Un homme se noie.
Pas n'importe où.
Dans le « contre-réservoir de Grosbois », près de Dijon, et « non dans un lac, comme le commun des mortels. »
Une malencontreuse crampe à « l'arrière de la cuisse » lui laisse le temps de convoquer souvenirs, désarrois, échecs et joies.
« Aujourd'hui, je me noie. »
Étrange petit livre que ce «
Requin ». Étrange, métaphysique, drôle, désemparé, désabusé, comme le « clafoutis de la vie. »
Bertrand Belin m'était connu comme chanteur, auteur, interprète, portant de sa voix grave des textes originaux et poétiques.
Il écrit là son premier roman et c'est une vraie réussite.
Le narrateur voit ressurgir différents épisodes de sa vie « tout ce dans quoi l'homme est plongé corps et âme » et qui constitue « le difficile métier de vivre. »
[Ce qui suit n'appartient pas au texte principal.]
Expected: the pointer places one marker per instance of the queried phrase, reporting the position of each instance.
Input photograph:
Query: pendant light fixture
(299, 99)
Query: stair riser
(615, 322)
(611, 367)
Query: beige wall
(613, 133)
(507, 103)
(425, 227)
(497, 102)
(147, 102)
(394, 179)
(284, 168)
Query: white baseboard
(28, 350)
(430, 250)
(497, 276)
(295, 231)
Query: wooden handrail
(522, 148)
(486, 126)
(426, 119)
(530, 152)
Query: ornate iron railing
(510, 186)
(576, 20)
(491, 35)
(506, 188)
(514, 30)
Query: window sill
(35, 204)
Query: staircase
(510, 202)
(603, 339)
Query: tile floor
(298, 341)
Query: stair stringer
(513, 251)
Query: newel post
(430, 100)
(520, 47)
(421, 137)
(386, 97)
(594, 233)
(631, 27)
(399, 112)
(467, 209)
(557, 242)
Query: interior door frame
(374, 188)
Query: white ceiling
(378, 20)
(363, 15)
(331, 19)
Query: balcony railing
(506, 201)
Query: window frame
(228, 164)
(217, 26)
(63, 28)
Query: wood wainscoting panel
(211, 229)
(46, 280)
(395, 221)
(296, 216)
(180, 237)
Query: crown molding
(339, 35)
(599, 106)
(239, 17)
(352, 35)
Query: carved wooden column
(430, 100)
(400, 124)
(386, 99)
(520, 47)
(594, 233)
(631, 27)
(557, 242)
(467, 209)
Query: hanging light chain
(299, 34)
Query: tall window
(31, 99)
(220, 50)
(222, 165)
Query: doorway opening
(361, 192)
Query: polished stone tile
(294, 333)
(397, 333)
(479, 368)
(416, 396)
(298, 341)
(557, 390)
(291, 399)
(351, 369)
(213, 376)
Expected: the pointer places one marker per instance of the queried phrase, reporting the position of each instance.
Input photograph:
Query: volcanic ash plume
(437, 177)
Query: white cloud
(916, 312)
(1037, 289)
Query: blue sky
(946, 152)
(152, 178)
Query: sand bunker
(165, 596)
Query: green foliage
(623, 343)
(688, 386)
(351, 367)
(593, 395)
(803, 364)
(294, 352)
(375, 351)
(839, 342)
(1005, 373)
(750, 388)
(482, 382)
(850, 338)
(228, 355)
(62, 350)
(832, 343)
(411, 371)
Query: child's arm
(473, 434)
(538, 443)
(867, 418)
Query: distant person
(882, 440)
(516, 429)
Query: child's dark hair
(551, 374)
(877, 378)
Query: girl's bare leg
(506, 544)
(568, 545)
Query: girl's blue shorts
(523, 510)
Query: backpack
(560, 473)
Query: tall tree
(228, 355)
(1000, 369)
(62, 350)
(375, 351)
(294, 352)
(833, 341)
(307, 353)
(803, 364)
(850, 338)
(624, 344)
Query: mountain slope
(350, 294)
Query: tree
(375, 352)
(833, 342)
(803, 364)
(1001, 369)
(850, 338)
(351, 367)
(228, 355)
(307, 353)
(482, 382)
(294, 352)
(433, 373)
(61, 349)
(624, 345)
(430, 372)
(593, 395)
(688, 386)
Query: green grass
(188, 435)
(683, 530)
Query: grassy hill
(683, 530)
Son métier, topographe au service d'archéologues, sa passion pour la préhistoire, sa femme, son fils, une pêche aux briques de lait UHT, des dents cassées, un cygne égorgé, un vol de squelettes mérovingiens, tout ce « dédale » qui mène à la mort dont on devine « qu'elle ne promet pas quelque chose d'incontestablement folichon. »
J'ai trouvé ce petit roman plus efficace que bien des traités de philosophie s'agissant de cerner le « passage de vie à trépas » qui est « la catastrophe de l'homme », « sa plus grande catastrophe », surtout quand on périt « si bêtement, serré dans un slip de bain Go sport. »
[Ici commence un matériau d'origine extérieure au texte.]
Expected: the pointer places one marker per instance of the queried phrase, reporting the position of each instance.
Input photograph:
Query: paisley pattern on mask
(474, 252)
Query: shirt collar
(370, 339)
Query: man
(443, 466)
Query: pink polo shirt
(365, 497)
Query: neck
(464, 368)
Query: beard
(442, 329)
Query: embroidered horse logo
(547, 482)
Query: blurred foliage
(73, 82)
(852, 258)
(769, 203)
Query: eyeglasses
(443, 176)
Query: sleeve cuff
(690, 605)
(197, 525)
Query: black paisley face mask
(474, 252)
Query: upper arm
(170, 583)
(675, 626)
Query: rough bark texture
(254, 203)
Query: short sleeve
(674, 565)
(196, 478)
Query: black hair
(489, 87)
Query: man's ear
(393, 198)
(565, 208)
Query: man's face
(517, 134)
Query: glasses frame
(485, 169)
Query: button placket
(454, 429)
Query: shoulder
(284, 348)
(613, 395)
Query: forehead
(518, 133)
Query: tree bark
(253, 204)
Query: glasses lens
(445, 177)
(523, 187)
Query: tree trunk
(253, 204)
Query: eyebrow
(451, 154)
L'humour noir est probablement le meilleur stimulant et on ressort de ce livre bien décidé à profiter du feu et de la neige, de la lumière et à ne plus se contenter de « petits arrangements avec la vie. »
« Je veux courir en tout sens, me répandre en logorrhées par les vallons et dans les villes, je veux tenir salon derrière des monuments, je veux boire et manger éperdument […], mettre ma tête dans la gueule d'un fauve, me rouler dans le raison avec des Chinoises… »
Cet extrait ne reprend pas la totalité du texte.